Aspects biomecaniques des traumatismes cervicaux.

Copyright

(Copyright © 1994, Verlag Hans Huber)

DOI

unavailable

PMID

7946696

Abstract

The biomechanical expert opinion on the injury mechanism is necessary in few cases only. However, the judgement of these cases is extremely compromised if mechanically wrong terms are introduced in the clinical report. Since the injury mechanism in the neck is very complex the clinical physician should concentrate on the clinical findings familiar to him; usually the clinician lacks technical case documentation and specific training in injury biomechanics.

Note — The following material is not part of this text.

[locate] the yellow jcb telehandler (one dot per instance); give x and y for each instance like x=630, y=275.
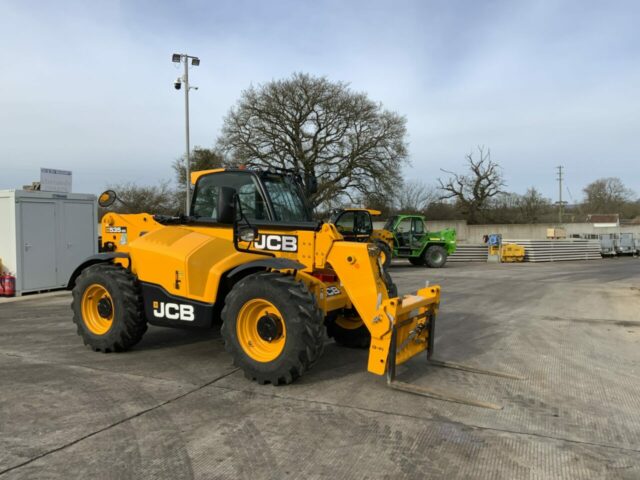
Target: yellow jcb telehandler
x=250, y=254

The relevant mechanisms of neck injuries are an indirect trauma induced by a) a head contact leading to compression, hyperflexion, hyperextension and/or hypertranslation and b) a non-head-contact mechanism (hyperflexion or hyperextension, hypertranslation, acceleration). A non-contact mechanism occurs e.g. during a rear end impact without head restraint (hyperextension) or a frontal collision of a belted occupant (hyperflexion) without head impact. The term "whiplash" is misleading and incorrect: It presumes a virtually non existing two phase movement back and forth (or vice versa) like during the development of the crack of the whip. Secondly, it mixes the physical criterion mechanism with the anatomical or morphological criterion injury e.g. distortion, sprain etc. A (head)-contact mechanism is due to a corresponding momentum exerted from the head on the neck. Again, the anatomical or morphological terms are equal, but the mechanism is different. During a contact mechanism as well as during a non-contact mechanism not only a hyperflexion or a hyperextension can occur; in the first phase of the impact also a shearing force between the upper vertebral bodies (CO-C2) may load the intervertebral structures by hypertranslation.